Weiss writes about how colonial and neo-colonial relations in Tanzania are inextricably intertwined. “Coffee is the original therapy for the micro-management of bourgeois personality,” he argues. “Coffee further permits these attitudes, motivations, and dispositions to be objectified in the capitalist reconstruction of time, as ‘coffee breaks’ become means of temporal reckoning that are routinized in labor practices.”

“Using coffee to mark and make time in this way thereby fulfils a capitalist fantasy, providing a respite from work undertaken for the sake of work itself––and thus the direct conversation of ‘leisure’ into ‘productivity’––made possible through the medium of a highly desired, commodified stimulant,” Weiss continues.
Deforestation, Climate Crisis, and Tariffs
The messiness of US tariffs has complicated business and logistics. Coffee from Brazil, constituting 30% of the global market, was being tariffed at 50% by the United States in July 2025, which ground US purchases of Brazilian coffee to a halt.
Other coffee buyers, notably China, seized this opportunity. “This forces the bags of coffee to move via different routes,” Kimaryo explains. “We’re going to see a lot of side selling, smuggling. Brazilian coffee might be rebranded as Peruvian coffee when it’s still from Brazil, just to navigate the new constraints.”

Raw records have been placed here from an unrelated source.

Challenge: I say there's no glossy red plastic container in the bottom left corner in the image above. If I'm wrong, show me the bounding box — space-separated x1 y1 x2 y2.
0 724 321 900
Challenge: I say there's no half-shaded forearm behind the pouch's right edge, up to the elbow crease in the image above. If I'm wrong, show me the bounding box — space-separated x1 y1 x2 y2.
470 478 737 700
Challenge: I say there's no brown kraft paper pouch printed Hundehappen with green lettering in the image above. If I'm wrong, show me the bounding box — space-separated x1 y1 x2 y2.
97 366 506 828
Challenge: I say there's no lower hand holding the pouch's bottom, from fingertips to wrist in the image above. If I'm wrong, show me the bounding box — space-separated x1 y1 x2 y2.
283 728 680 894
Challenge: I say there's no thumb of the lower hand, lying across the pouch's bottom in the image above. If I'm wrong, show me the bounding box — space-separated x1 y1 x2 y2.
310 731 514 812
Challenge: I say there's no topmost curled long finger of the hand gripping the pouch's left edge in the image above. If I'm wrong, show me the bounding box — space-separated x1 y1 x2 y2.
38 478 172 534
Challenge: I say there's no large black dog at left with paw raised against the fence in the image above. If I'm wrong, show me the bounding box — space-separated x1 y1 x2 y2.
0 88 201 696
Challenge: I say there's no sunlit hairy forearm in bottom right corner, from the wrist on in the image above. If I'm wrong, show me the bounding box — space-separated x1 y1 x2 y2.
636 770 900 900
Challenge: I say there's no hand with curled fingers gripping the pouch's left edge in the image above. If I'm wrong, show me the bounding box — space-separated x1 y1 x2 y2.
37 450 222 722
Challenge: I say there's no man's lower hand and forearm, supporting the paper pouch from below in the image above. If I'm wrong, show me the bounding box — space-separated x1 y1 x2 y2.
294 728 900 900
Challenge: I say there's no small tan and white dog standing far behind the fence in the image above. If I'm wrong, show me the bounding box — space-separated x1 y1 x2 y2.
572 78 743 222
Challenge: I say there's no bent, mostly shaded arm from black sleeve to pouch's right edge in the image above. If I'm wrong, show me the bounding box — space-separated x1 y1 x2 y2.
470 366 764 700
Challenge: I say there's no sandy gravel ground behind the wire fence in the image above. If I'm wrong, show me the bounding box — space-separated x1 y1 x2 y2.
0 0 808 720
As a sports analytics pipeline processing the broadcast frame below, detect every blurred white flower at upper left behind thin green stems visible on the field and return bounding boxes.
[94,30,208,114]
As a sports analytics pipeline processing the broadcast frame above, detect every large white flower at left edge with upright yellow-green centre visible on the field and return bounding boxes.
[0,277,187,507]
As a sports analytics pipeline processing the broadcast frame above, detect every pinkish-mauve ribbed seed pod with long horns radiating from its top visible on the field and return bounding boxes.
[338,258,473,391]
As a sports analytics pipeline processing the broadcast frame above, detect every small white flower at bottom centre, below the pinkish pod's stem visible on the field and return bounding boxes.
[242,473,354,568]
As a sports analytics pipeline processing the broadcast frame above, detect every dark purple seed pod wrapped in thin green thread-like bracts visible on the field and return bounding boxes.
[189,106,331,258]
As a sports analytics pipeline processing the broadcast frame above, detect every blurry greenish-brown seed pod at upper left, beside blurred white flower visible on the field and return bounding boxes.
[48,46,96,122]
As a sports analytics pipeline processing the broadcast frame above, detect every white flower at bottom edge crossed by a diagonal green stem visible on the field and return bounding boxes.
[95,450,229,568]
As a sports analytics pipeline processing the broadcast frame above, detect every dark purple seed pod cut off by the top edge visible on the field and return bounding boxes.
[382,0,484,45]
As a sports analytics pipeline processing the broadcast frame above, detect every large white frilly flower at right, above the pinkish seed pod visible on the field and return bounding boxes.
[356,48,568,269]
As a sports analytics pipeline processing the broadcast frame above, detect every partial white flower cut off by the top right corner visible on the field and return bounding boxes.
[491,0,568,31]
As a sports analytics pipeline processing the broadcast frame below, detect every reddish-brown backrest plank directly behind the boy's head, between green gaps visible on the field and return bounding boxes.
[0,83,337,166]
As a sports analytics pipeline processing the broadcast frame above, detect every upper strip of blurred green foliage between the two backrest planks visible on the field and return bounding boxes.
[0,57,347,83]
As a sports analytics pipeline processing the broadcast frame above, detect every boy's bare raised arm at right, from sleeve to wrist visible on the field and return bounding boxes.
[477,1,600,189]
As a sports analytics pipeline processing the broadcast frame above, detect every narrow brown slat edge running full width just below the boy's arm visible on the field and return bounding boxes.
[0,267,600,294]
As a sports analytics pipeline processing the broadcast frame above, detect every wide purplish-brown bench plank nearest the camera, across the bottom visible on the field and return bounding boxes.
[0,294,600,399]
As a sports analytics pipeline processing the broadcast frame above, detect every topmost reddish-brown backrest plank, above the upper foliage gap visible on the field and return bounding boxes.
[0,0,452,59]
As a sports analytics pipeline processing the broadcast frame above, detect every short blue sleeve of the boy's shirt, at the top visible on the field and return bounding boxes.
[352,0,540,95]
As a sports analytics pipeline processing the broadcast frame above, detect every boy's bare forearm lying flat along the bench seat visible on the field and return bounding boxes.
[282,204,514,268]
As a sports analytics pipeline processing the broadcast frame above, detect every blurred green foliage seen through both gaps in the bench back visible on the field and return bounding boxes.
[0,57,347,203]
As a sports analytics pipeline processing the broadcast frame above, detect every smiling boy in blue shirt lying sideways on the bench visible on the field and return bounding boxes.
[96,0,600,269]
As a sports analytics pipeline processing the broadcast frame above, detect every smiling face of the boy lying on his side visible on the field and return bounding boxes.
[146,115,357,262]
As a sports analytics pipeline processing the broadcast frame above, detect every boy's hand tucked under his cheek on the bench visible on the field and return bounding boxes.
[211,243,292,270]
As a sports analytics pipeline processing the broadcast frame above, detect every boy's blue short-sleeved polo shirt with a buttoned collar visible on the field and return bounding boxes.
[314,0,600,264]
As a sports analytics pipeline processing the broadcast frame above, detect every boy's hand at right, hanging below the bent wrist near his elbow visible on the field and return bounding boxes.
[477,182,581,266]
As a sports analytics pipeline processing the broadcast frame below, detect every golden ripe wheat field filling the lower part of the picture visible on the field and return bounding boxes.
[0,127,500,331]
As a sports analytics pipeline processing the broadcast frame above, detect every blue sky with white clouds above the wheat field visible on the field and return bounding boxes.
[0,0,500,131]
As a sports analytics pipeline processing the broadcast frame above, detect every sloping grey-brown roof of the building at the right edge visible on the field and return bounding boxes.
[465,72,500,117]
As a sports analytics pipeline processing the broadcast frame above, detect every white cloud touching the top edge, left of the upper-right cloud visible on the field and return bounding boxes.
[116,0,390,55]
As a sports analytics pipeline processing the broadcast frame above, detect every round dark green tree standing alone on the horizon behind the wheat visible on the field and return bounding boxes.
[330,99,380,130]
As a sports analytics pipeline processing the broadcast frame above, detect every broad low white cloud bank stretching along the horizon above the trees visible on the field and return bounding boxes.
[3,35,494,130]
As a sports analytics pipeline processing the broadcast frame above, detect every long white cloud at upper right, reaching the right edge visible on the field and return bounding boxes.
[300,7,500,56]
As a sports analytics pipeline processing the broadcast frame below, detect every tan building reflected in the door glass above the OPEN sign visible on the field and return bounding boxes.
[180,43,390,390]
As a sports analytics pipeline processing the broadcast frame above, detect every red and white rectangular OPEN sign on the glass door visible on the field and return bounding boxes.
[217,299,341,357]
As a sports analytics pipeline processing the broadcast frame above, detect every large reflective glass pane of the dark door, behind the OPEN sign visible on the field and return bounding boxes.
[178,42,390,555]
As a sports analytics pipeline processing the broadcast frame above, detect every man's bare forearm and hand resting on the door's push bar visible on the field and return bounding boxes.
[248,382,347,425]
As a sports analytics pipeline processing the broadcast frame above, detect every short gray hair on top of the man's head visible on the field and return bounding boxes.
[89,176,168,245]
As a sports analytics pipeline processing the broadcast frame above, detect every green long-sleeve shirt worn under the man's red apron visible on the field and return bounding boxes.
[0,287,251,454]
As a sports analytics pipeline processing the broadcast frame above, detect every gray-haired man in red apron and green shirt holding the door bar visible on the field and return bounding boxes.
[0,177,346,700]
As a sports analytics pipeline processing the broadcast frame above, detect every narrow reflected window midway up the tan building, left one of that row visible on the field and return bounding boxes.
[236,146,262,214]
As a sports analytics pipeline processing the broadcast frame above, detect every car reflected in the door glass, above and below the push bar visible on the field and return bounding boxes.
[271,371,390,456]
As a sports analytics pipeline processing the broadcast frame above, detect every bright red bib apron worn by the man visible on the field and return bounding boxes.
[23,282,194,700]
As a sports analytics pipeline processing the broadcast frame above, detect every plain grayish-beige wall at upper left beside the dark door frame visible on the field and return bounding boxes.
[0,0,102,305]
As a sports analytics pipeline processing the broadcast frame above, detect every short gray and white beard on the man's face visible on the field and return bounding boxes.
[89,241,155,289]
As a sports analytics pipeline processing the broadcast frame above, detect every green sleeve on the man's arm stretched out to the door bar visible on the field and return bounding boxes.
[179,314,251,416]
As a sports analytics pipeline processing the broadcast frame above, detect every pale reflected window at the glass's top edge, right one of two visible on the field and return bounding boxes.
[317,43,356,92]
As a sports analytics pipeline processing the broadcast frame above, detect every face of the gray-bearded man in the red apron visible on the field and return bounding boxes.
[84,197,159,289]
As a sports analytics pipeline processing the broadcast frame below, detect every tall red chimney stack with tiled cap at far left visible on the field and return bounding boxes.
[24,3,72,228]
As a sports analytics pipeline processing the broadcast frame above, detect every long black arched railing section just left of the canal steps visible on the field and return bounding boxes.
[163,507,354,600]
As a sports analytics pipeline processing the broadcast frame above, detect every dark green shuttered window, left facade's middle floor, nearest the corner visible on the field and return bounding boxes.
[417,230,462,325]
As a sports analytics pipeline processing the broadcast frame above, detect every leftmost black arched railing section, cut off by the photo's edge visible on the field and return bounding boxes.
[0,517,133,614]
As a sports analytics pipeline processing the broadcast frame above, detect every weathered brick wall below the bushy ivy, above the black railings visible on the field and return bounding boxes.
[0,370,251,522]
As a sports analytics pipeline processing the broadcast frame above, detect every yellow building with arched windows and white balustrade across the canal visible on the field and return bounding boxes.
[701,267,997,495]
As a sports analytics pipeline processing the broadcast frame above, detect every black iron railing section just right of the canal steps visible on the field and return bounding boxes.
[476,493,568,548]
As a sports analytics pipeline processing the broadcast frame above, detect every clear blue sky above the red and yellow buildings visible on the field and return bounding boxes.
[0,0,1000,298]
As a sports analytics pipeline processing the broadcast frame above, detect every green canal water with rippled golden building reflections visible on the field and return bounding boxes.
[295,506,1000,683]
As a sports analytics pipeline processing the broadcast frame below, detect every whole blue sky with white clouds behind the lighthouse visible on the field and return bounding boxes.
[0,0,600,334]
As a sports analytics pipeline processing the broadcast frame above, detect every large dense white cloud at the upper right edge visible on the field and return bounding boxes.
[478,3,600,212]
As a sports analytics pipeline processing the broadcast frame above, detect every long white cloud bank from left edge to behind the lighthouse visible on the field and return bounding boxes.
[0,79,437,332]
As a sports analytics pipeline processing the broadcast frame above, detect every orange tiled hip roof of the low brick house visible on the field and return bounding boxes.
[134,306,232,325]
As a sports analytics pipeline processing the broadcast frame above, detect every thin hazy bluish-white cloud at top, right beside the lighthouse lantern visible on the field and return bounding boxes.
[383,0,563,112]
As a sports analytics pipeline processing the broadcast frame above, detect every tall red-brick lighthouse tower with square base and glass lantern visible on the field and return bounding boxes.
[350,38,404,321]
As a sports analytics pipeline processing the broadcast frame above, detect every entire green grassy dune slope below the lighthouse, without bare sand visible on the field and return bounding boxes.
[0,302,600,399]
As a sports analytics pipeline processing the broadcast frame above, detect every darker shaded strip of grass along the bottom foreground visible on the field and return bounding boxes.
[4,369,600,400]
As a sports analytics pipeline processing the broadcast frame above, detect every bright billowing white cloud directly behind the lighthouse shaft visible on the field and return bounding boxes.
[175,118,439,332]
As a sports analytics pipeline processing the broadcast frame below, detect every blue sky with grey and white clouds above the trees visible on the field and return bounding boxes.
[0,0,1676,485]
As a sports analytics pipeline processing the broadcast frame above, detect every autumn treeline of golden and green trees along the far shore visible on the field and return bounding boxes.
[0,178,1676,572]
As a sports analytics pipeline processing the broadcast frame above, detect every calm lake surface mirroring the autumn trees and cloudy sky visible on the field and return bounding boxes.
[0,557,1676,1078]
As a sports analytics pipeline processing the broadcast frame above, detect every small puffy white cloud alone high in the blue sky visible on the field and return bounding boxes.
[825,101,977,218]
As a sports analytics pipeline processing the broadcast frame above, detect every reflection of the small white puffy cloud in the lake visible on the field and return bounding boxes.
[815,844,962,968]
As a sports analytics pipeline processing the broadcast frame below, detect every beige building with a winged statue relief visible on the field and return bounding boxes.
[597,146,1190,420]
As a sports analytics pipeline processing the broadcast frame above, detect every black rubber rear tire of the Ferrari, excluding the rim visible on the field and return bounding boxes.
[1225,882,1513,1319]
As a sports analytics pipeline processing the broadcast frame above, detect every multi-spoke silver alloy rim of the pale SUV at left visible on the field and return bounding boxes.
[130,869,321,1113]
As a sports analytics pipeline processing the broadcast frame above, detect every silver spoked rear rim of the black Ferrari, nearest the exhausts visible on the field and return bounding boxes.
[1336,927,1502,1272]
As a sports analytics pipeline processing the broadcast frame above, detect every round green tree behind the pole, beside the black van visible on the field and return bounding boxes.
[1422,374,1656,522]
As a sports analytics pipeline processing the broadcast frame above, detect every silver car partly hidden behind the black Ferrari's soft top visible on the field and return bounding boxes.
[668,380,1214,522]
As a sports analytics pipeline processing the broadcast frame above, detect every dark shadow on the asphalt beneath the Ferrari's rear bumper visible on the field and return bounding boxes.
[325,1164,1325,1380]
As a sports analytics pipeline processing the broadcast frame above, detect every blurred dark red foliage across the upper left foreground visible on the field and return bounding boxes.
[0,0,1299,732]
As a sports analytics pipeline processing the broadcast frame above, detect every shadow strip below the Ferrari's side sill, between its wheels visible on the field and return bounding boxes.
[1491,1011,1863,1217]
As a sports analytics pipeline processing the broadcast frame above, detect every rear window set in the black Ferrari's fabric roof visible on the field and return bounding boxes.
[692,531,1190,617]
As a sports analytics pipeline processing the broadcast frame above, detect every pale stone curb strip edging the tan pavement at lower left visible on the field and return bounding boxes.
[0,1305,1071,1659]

Meanwhile, erratic rainfall patterns and temperature from rapidly accelerating climate change impacts coffee shrubs particularly hard. As the most traded commodity on earth, and a major export cash crop for Tanzania, an understanding of how to cope with drought and warming trends will be critical to sustaining production.
Climate change has also heralded an onset of higher infestation rates of snails and borer pests.

And with growing demand for coffee, both locally and globally, the need for land increases. The result is that across the continent, human activities––such as coffee cultivation––are driving the decline of forests, which in turn catalyze damages to ecosystem services and subsequent economic and social benefits from the environment, particularly for low-income communities.